Dr. B.K. Boom named the hybrid based on specimens in cultivation in the Netherlands resulting from crossings performed by J.R.P. van Hoey Smith in Rotterdam, dating to 1940. The tree Boom used as a type for the hybrid was at the nursery of P. Lombarts in Zundert; the source of the seed is likely to have been a Q. libani planted in Trompenburg in 1930 (van Hoey Smith 2001). The name was published when Boom described the cultivar ‘Trompenburg’ in 1959 (Boom 1959; 1972). The practice of naming hybrids by combing parts of the names of the parent species was not new, but it seems to have been taken up by van Hoey Smith of Trompenburg, who named oak cultivars following this method.
A tree at Albury Park Garden, Guildford, Surrey, England grown as Q. libani measured 29 m × 96 cm dbh in 2010, but this could be Q. cerris × castaneifolia. Other trees not assigned to a cultivar are at Evenley Wood Garden, Northamptonshire, England (16 m × 44 cm dbh in 2014) and Chevithorne Barton, England (16 m × 35 cm dbh in 2017) (Tree Register 2020). It is also grown at the Jerusalem Botanical Gardens (The Jerusalem Botanical Gardens 2021).

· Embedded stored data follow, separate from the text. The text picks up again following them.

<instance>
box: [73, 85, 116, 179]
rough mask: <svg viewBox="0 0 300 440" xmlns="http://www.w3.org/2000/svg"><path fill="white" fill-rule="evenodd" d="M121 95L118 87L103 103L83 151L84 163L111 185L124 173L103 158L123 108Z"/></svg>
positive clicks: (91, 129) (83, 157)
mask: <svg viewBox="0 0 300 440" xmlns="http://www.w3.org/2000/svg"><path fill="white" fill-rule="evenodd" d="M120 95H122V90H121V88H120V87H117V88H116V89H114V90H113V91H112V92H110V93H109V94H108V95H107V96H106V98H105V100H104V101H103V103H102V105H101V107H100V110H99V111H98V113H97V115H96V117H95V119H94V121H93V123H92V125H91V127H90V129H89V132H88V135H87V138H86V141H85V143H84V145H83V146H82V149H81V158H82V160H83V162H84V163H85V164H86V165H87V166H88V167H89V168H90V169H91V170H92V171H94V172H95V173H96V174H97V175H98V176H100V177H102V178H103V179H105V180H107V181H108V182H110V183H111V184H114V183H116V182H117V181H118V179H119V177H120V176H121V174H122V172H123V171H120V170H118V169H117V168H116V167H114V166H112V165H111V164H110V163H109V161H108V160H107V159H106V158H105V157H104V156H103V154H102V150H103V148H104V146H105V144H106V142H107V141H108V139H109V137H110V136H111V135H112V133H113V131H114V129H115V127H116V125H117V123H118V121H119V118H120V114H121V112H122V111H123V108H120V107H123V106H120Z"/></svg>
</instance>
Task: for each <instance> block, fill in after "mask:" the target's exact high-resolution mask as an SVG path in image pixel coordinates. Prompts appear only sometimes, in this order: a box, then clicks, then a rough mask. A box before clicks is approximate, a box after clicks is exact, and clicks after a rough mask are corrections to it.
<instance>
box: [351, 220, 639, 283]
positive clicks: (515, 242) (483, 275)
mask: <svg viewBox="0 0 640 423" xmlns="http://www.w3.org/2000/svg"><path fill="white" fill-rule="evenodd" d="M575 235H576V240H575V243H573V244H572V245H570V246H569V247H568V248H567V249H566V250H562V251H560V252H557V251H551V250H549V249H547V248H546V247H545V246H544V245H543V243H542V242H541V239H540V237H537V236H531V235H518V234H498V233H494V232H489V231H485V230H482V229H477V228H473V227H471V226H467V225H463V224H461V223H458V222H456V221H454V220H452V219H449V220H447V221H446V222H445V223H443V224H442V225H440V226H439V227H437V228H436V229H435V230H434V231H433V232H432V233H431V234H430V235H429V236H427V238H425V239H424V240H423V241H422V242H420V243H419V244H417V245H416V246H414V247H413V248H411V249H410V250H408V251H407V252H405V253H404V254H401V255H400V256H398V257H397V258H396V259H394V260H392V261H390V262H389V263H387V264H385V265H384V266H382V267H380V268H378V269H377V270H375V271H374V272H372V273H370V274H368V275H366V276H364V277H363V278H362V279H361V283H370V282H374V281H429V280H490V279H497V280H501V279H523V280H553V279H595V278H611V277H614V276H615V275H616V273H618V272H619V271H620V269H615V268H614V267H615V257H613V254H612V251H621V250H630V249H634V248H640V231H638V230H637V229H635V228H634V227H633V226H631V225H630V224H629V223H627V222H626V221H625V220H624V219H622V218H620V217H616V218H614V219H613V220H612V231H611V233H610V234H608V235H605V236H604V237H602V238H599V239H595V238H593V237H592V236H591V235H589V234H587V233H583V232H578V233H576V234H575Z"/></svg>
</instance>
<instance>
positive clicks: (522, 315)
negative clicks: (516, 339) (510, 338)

In the USA, two plants are recorded at Starhill Forest Arboretum (Quercus Multisite 2021). San Miguel Arboretum in Argentina has several specimens grown as this hybrid. The seed was received from Kew as Q. libani, but the trees show intermediate characteristics with Q. cerris, indicating probable hybridization with that species. On occason they have displayed remarkable intense yellow autumn colouring (P. Laharrague, pers. comm.)
A tree of narrow habit when young, becoming ovoid. Leaves most similar to Q. libani, to 10 × 3.5 cm, regularly toothed. Acorns relatively large, about 3.5 cm long, cupule diameter can exceed 5 cm (le Hardÿ de Beaulieu & Lamant 2010).
This is the second cultivar of this hybrid selected at Arboretum Trompenburg, where it appeared as a seedling of a Lebanon Oak in 1961. Van Hoey Smith described it as ‘outstanding’ and an improvement on their first Q. × libanerris cultivar, ‘Trompenburg’, with the small dentate leaves of Q. libani and the growth and shape of Q. cerris: ‘in this way the best characteristcs of the two parents are united into one’ (van Hoey Smith 1992; 2001).
The original tree was 29 m × 60 cm dbh in 2021 (G. Fortgens, pers. comm.). A tree at Buckingham Palace was 17 m × 46 cm dbh in 2020 (M. Lane, pers. comm.).
A vigorous tree stated by van Hoey Smith (1992) to have the growth and size of Q. cerris. Leaves to 13 × 5 cm, lobing sometimes irregular, some similar to Q. libani but larger and more deeply toothed, some with deeper lobing indicating the influence of Q. cerris. Young shoots thick, covered with fine hairs, then almost glabrous, with numerous lenticels; the large brown buds bear finely ciliate scales (le Hardÿ de Beaulieu & Lamant 2010).
A seedling of Q. libani selected at Trompenburg grown from acorns collected at Kew in 1957 (van Hoey Smith 2001). This tree was 28 m × 49 cm dbh in 2021 (G. Fortgens pers. comm.). At Chevithorne Barton, England another was 14 m × 31 cm dbh in 2017 (Tree Register 2021). The cultivar was originally described by Boom in 1959, but based on another plant, also raised by J.R.P. van Hoey Smith. At Belmonte Arboretum, Wageningen, the Netherlands a specimen of this selection was 21.2 m × 66 cm dbh in 2013 (monumentaltrees.com 2021).